Clear cell renal cell carcinoma (ccRCC) is a common urological malignancy. Key to the management of patients with ccRCC is identification of novel biomarkers and investigation of the underlying mechanism of the development of ccRCC. Thymosin b10 (TMSB10) is a member of the thymosin family and is involved in several physiological processes such as tissue regeneration and inflammatory regulation. TMSB10 has been found to be upregulated in many types of carcinoma.
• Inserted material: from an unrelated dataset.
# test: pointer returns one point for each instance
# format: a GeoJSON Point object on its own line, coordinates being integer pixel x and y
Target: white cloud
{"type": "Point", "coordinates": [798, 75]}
According to Qiufeng Pan and colleagues in China, the roles of TMSB10 in ccRCC is unknown. The researchers conducted a study to examine the expression of TMSB10 in ccRCC and to investigate the association between TMSB10 expression and clinicopathological factors. Results of the study were reported in the International Journal of Oncology [doi.org/10.3892/ijo.2020.4991].
The study utilized The Cancer Genome Atlas and Oncomine databases; TMSB10 expression in human ccRCC tissues and cell lines was verified via immunohistochemistry assays and western blotting; the roles of TMSB10 in vitro were identified using functional analyses.
Results of the study showed a close association between TMSB10 and various clinicopathological parameters. Further, high expression of TMSB10 was a predictor of poor clinical outcome. The receiver operating characteristic curve demonstrated that TMSB10 could sufficiently distinguish between the tumor from normal kidney (area under the curve=0.9543; P<0.0001).
Knockdown of TMSB10 impaired the proliferation of ccRCC cells, and attenuated cell and invasion in vitro. TMSB10 knockdown also reduced the phosphorylation of P13K and the expression of vascular endothelial growth factor.
“In conclusion, the present study demonstrated that high expression of TMSB10 could serve as a useful diagnostic and prognostic biomarker and a potential therapeutic target for ccRCC,” the researchers said.